Many banks have recently introduced a fraud prevention measure to ensure that scammers cannot make people pay them instead of a genuine supplier.

The background

The banking change has come about due to the increase in a very simple invoice fraud. A scammer would find out, via an active marketing or PR campaign, who a company had won a contract with. They would then contact the customer often by email, pretending to be from the supplier, to advise them of a change in bank account and for any new payments to go to the new account. Little in the way of checking was done to validate the change to the bank account. Money would flow into the scammers bank account with them taking off with the funds before the supplier kicked in their usual credit control and debt chasing activities.

Scammers have such ingenuity; if only they applied it to legal activities they could lead the world!

Banking change

So what’s happened at the banks to prevent this happening?
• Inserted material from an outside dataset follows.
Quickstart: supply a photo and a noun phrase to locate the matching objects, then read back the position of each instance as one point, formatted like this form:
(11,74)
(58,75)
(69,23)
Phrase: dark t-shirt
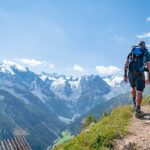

They have introduced an account holder name checking measure which checks the name of the account holder against the name that you have entered. If there isn’t a match then the bank asks you to review the details and confirm that this is the right account and a genuine payment.

So if you expect to pay XYZ Limited but the account name shows as Mr A S Cammer then you should know that something isn’t right and not make the payment.

Business v personal bank account

That’s a brilliant fraud prevention measure that will work in many cases where the business has a bank account.

However what about the sole traders who may not have a business bank or do have a business bank account in their own name but not the name of their business.

For example, Joe Bloggs the gardener may trade as Sunny Gardens – all perfectly legal. However if Mr Bloggs quotes for a job and raises an invoice as Sunny Gardens when his customers come to pay alarm bells may ring when the bank account shown on Sunny Gardens invoice belongs to Joe Bloggs.

Trading names

For businesses operating in this way the solution is twofold:

  1. Operate a separate business bank account
  2. Have a trading name added to your business bank account

Simple solutions that will stop any query from your customers being raised during the sales and payment process. Let’s face it you just don’t want to introduce any blockers to payments!